Justin Chisholm Article

With traditional sailing club membership levels around the world dwindling year by year, it’s rare to hear of new clubs being formed. However, the Brooklyn Sail Club is one such venture and the US Sailing sanctioned operation is hoping its innovative pay-to-play model could help it buck the global downward trend.

 

The club is based out of the newly completed ONE°15 Brooklyn Marina situated in the shadow of the Brooklyn Bridge on the eastern edge of in New York Harbour.

 

When I visited in the summer of 2016 the last of the pontoons were being installed.
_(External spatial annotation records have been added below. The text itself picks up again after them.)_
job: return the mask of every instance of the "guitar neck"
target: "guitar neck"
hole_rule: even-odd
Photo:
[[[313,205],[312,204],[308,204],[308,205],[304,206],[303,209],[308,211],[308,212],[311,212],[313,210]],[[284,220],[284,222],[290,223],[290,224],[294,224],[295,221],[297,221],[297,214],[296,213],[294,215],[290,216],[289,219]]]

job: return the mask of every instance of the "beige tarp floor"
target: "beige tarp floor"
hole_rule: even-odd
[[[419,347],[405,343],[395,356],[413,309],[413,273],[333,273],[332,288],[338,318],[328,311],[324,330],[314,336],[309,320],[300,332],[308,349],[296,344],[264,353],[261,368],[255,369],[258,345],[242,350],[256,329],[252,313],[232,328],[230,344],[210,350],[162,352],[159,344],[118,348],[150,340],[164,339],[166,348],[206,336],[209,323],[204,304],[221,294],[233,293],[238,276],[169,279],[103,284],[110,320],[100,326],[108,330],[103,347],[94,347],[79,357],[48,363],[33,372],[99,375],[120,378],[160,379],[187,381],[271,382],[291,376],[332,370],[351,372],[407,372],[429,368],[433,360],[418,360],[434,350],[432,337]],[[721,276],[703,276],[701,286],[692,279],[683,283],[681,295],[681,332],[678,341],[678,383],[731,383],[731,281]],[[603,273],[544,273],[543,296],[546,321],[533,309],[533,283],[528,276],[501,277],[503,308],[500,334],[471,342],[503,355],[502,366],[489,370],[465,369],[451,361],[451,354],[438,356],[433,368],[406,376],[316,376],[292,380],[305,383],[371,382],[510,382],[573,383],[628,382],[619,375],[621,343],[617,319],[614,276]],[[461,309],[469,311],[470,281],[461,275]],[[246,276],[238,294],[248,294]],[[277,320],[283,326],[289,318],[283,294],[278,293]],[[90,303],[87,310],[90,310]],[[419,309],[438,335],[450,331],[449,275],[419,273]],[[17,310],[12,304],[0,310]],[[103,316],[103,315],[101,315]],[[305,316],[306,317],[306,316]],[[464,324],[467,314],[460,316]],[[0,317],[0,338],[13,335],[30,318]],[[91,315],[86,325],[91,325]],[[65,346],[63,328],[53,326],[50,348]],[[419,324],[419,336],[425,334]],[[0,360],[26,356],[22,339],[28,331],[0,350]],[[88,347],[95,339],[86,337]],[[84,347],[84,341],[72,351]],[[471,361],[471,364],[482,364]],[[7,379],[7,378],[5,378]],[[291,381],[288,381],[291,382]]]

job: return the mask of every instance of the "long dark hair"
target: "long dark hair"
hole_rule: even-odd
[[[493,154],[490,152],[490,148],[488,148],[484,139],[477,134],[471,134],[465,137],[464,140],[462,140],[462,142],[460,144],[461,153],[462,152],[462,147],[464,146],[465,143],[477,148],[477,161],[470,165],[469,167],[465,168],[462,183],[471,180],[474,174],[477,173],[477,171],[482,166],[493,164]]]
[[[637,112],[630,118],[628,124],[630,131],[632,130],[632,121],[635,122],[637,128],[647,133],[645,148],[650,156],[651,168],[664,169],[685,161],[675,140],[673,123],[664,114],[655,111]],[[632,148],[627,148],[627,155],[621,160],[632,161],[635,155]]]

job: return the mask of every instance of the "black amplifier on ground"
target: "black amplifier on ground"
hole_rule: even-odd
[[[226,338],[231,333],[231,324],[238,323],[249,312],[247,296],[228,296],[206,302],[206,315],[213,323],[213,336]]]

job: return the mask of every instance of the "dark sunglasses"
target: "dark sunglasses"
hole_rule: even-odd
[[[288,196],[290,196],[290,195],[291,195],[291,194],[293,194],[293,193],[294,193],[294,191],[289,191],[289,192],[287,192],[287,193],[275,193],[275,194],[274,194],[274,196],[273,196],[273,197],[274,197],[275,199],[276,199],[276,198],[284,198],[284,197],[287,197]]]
Aside from a scattering of ribs and other small power boats the only other craft in marina was a fleet of six Melges 24s and eight J80s; all in tip-top racing trim.

 

Intrigued, I sought out director of sailing operations, Stephen Yip, to ask him to explain how the new club worked.

 

“We run a club operation and we also run a sailing school,” he told me. “People can join the club kind of in the same way they would join a health club: you pay your membership fee and then you can book a boat and take it out sailing.”

 

The club screens individual members’ sailing abilities and only those authorised can take charge of one of the club’s fleet.

 

“For those without skipper’s privileges with the club, coastguard-certified captains can take you out and we have coaches that will train you to become skippers.”

 

According to Yip, the club’s philosophy revolves around helping people to become better sailors, whatever their starting level.

 

“Whether people come to us as beginners, advanced racers or advanced cruisers, we think we can really open up the waterfront to people in Brooklyn and to anyone else who comes to visit our facility.

 

Yip targets two types of customers. Firstly, the people who already know how to sail and want to go sailing but don’t want to own their boats.

 

“Those people want to join a club with a fleet of nice boats that are well looked after so they can take their families and friends out sailing. It’s very much an alternative to boat ownership.”

 

The other people Yip is targeting are the ones who live in and around Brooklyn or the skyscrapers of nearby Manhattan.

 

“People who live and work in the local area are never far from the waterfront. We are trying to inspire them to come and make use of the waters just off their city. Through us they can take lessons and if they like it they can join the club and keep on developing their skills.”

 

Certified skippers and their crews can join in organised racing on the Melges 24s or J80s at weekends and Monday and Friday evenings. There is a range of membership levels, including pay-as-you-go and a non-racing option.

 

A top of the range Platinum Membership for $2300 per year means you can sail and race as you want – to my mind, not bad a deal compared to the cost of owning and berthing your own race boat.

 

When I visited the Brooklyn Sail Club had around 150 members. Yip seemed happy with that level after less than two years of operation.

 

“We believe success will come from building a quality base of members who are part of the community and want to help us grow our teaching and learning philosophy,” he said.